Os moristas devem estar em polvorosa ao vê-lo ser classificado como direita radical, mas como posicionar no espectro político alguém que defende o excludente de ilicitude senão como uma figura que está no campo da ultradireita? Moro não parece ser adepto de um golpe militar, mas sua atuação como juiz diz muito a respeito de sua visão sobre direitos individuais.

Importante lembrar que o PTN histórico, pré-ditadura, foi o partido pelo qual o populista de direita Jânio Quadros elegeu-se presidente em 1960 para apenas renunciar em agosto do ano seguinte numa tentativa de autogolpe. Jânio pelo menos fez uma política externa independente, enquanto as noções moristas de relações internacionais, por ora, indicam subserviência aos Estados Unidos, como bem lembra Cesar Calejon em texto para a coluna.

Se até o começo deste ano alguém me dissesse que o PL lançaria candidato a presidente, eu daria de ombros. Para um partido com reputação patrimonialista, o PL abraçou o bolsonarismo com um apetite voraz. Costa Neto parece querer ceder às demandas do presidente e sua prole. O custo político pode ser alto para uma agremiação que se acostumou a viver sempre no poder.

As águas turvas do bolsonarismo, portanto, serviram de cativeiro para que a direita brasileira finalmente emergisse sem qualquer vergonha. Infelizmente, uma direita mais civilizada, com um mínimo sentido de nação, parece não ter chances na corrida presidencial.

A União Brasil, resultado da fusão do Partido Social Liberal (PSL, ainda repleto de bolsonaristas) e do Democratas (herdeiros da Aliança Renovadora Nacional, ARENA, partido de sustentação à ditadura), poderia desempenhar tal papel a duras penas. No entanto, seu principal presidenciável, o ex-ministro da Saúde Luiz Henrique Mandetta, mal pontua nas pesquisas e já é cogitado como vice de Moro. Este, por sua vez, também flerta com o vencedor das prévias do PSDB. O União Brasil também consideraria oferecer a cabeça de chapa a Leite, que se prestou a fazer o papel de garoto de recados do bolsonarismo contra a vacinação anti-covid iniciada por Doria.

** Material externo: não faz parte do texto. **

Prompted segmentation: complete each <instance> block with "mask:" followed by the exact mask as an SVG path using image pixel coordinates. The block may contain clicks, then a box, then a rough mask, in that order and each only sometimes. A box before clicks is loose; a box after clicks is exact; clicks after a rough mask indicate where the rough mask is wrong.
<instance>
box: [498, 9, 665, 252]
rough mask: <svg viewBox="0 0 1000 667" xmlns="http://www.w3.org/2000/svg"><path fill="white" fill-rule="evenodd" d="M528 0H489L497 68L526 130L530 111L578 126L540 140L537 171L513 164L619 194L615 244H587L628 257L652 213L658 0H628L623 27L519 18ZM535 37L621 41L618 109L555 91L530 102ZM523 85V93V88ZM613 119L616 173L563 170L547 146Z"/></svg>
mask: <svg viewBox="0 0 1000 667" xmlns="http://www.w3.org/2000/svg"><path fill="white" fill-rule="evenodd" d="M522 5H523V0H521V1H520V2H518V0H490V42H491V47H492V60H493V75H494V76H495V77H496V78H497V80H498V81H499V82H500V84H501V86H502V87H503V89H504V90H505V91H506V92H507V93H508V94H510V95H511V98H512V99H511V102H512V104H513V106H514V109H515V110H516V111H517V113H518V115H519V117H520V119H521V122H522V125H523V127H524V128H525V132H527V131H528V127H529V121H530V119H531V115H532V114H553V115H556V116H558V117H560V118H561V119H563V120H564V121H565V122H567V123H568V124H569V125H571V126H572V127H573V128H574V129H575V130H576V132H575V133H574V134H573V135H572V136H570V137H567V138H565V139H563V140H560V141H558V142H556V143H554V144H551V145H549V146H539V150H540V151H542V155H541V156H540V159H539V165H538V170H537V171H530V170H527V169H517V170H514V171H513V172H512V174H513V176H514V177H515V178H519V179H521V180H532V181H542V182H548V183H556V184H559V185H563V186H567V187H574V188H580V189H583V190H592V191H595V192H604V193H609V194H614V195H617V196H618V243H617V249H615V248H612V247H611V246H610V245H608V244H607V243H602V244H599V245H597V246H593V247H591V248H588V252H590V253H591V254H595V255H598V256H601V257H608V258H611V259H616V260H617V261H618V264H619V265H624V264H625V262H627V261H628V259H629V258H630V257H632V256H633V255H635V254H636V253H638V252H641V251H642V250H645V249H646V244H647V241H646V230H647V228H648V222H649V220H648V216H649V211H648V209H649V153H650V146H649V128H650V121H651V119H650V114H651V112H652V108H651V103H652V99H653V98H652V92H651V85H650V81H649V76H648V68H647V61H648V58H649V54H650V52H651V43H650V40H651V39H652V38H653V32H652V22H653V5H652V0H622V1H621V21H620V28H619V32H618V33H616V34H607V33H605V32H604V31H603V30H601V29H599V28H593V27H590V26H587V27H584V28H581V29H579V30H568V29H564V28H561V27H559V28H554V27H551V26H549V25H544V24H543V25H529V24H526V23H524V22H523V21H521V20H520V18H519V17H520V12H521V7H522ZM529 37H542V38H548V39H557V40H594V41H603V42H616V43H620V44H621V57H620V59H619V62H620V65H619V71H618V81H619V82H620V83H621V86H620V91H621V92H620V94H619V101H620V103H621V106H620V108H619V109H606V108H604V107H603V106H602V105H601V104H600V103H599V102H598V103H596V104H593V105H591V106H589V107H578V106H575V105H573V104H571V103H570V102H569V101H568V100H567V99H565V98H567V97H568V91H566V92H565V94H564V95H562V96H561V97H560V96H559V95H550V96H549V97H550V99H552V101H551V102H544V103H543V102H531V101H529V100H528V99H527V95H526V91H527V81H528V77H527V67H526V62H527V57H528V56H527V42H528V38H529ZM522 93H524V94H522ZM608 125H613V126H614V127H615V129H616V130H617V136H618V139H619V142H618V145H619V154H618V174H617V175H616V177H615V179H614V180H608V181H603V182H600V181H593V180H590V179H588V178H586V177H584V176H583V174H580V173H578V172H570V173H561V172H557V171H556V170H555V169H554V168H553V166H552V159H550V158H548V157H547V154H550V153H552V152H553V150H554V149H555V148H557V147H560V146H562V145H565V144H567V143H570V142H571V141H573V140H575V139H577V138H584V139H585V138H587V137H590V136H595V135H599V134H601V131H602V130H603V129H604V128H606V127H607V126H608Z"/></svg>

Na melhor das hipóteses, PSDB e União Brasil seriam, ainda segundo o modelo desenvolvido por Mudde, conservadores que adotaram pelo menos em parte a agenda da ultradireita em reação à pressão eleitoral que esta impõe à direita clássica, que tende ao centro. No contexto brasileiro, porém, tucanos e "unionistas" equivalem hoje, na prática, a PL e Podemos: buscam o Poder Executivo, mas se contentam caso expandam suas bancadas no Legislativo federal com o voto patrimonialista à direita.

Nesse cenário, a direita republicana parece não ter outra alternativa a não ser torcer para que o ex-governador paulista Geraldo Alckmin, de saída do PSDB com o triunfo de Doria, seja o vice do petista Lula, exigindo do ex-presidente um (improvável) compromisso contra o patrimonialismo.

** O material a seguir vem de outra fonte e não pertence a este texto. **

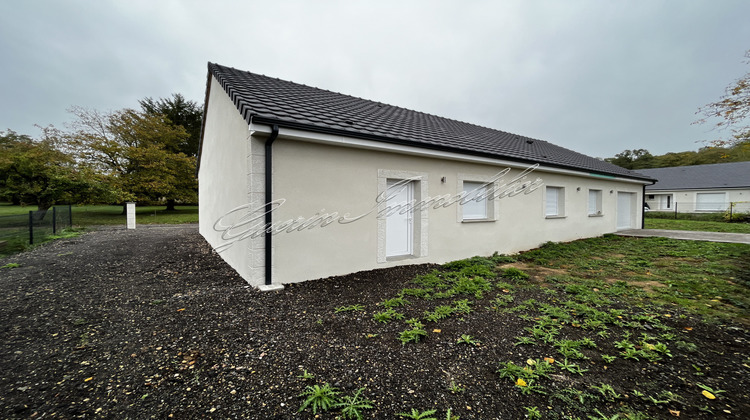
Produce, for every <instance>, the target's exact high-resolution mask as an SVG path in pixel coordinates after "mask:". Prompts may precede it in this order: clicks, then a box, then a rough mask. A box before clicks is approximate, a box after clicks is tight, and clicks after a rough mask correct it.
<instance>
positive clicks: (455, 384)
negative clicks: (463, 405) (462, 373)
mask: <svg viewBox="0 0 750 420" xmlns="http://www.w3.org/2000/svg"><path fill="white" fill-rule="evenodd" d="M448 391H450V392H451V394H460V393H462V392H464V391H466V387H462V386H461V385H460V384H456V383H455V382H453V381H451V383H450V385H448Z"/></svg>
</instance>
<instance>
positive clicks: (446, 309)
mask: <svg viewBox="0 0 750 420" xmlns="http://www.w3.org/2000/svg"><path fill="white" fill-rule="evenodd" d="M451 314H453V307H452V306H448V305H440V306H437V307H435V309H433V310H432V312H425V314H424V319H425V320H427V321H431V322H435V321H439V320H441V319H445V318H448V317H449V316H451Z"/></svg>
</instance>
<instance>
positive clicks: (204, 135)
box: [198, 77, 265, 284]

A verdadeira "terceira via" é isso aí: molusco regado ao molho de chuchu. O resto é ultradireita ou simulacros, trazendo consigo, portanto, o tempero amargo do autoritarismo sob a lógica majoritária — anti-minorias, anti-pobre — que engole a democracia eleitoral. Das águas turvas do bolsonarismo, a direita tropical emerge cristalina como nunca.

* Vinícius Rodrigues Vieira é doutor em relações internacionais por Oxford e leciona na Faap e em cursos MBA da FGV.